In Like a Lion! Bits Flashback for March 6
March 6, 2011
According to the old adage, March should come in like a lion and go out like a lamb. With rain and flood watches here in Blacksburg and reports of new snow from colleagues across the country, I guess the saying is true to its word. Here’s hoping that you got a mild, little lion cub rather than a big growl lion of weather.
This past week, Bedford Bits has had posts on everything from poetry to propaganda. Here’s the round-up, in case you missed something!
- Holly Pappas shares an assignment she’s using to counter the notion that poetry is a hard-to-crack code in Gen Ed Poetry: Finding a Real Toad or Two.
- High School Bits blogger John Golden shares a video explanation of Teaching Strategies: Twenty Questions, an analytical strategy students use to work through tough texts in class.
- Andrea Lunsford asks how teachers of writing face the challenge of Making Room for Both Old and New in today’s increasingly complex classroom.
- Doug Downs presents Writing-About-Writing as Survival Guide to College, one that give students the skills to write effectively in any college class.

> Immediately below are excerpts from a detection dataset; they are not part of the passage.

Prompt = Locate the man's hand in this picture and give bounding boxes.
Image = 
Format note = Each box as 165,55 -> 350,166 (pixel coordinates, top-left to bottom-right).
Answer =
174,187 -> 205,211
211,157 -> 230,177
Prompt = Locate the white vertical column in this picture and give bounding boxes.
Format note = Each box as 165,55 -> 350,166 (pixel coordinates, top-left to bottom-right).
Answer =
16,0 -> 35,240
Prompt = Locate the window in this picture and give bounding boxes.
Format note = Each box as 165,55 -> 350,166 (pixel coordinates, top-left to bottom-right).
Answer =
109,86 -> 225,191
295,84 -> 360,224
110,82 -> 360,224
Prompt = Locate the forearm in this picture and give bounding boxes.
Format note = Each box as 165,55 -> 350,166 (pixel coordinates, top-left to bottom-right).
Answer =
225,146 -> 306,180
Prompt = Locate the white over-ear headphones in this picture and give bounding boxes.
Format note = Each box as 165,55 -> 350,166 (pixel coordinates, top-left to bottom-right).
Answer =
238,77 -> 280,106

- Andrea Lunsford gives us An Update on her post-earthquake travels in New Zealand.
- Barclay Barrios says that the key to effective commenting is focusing on “Promising Moments” in student texts. He shares a concrete example of how the strategy works in Promising Moments: Putting It Together.

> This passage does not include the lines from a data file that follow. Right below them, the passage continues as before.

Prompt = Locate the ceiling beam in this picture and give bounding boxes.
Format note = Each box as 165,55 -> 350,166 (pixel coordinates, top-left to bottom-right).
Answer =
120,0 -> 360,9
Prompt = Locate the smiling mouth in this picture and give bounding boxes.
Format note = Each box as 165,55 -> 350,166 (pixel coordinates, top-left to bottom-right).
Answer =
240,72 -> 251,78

- Traci Gardner asks if you Know What Not To Post Online, and discusses what can and will go wrong if you misstep.
- High School Bits blogger Nathan Odell shares Propaganda Critic, a site with background readings and related resources on propaganda.
- Susan Naomi Bernstein shares ask if we are prepared to imagine students, not as numbers to crunch, or statistics to be lamented, but as rock stars in Writing Beyond Statistics.